Washington Mutual Inc., (WMI) the Seattle-based holding company of Washington Mutual Bank (WaMu) has sued the Federal Deposit Insurance Corp. (FDIC) for over $13 billion for seizing the bank and selling it off at an undervalued price.

Filing the lawsuit on Friday in the US District Court for the District of Columbia, WMI has accused the FDIC for seizing and selling its subsidiary to JPMorgan Chase for an undervalued price of around $1.9 billion last year. (See: Federal Reserve seizes WaMu; auctions it to JPMorgan for $1.9 billion)

WMI states in its lawsuit that instead of seizing WaMu, had the assets ''been liquidated in a prudent and reasonable manner," the assets would have fetched a far better price, thereby getting more money to its creditors and itself, than the $1.9 billion paid by JPMorgan to the FDIC.

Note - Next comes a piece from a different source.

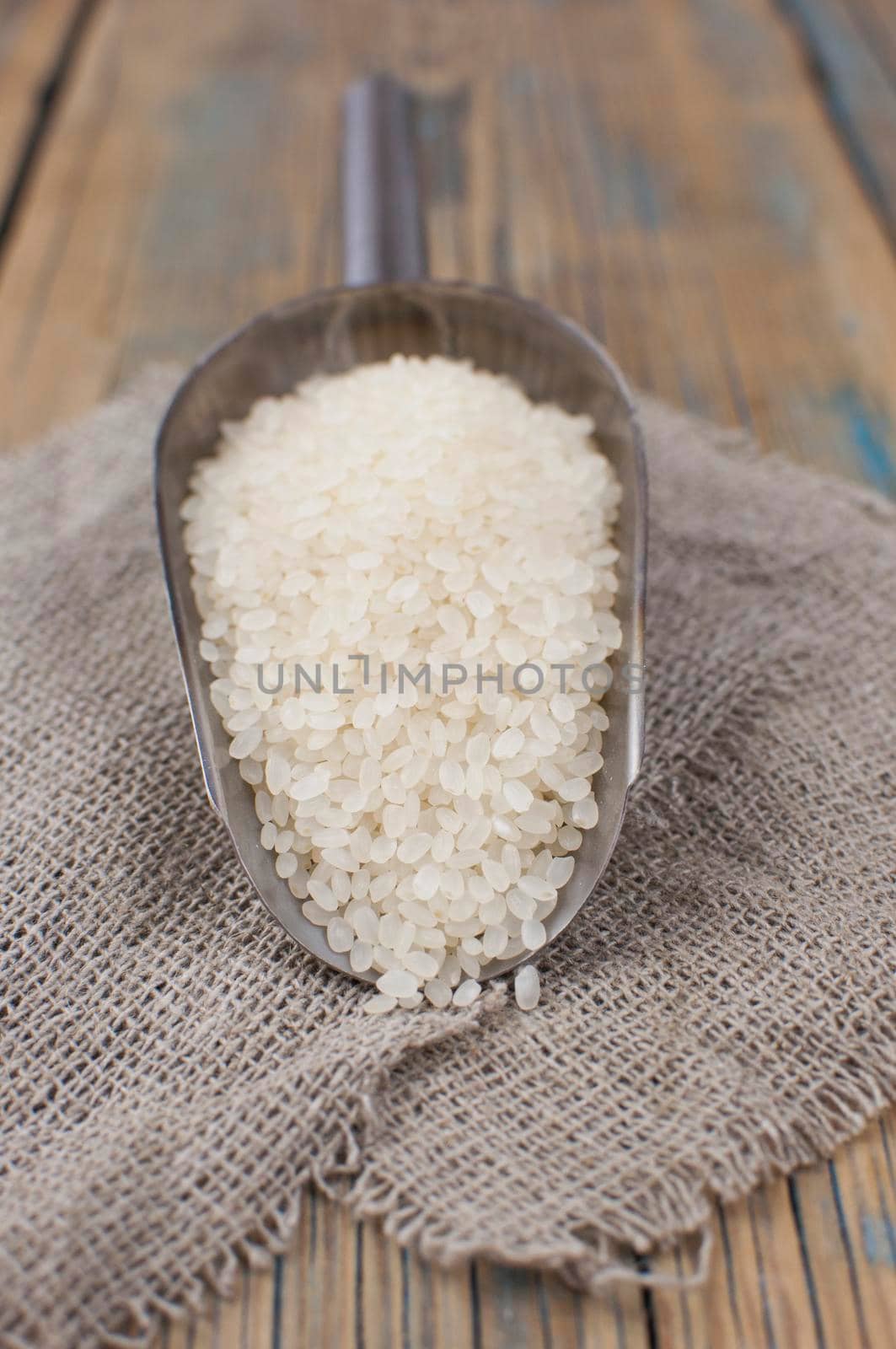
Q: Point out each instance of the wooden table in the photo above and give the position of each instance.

WMI is now seeking through its lawsuit, $6.5 billion of capital contributions that it supposed to have made to WaMu from December 2007 till it was seized by the FDIC in September 2008, $3 billion of tax refunds, $177.1 million damages related to unpaid loans made to the banking unit and $4 billion of trust preferred securities.

The suit also alleges that the FDIC or the Office of Thrift Supervision lured WMI to pump fresh capital into the bank "at a time when such agencies knew or should have known that (seizure of the bank) was imminent."

WMI's attorneys claim that prior to seeking redress from the court, WMI had submitted claims to the FDIC, which was replied by a "cryptic disallowance," although it is obliged by law to answer the claim and give reasons for the denial.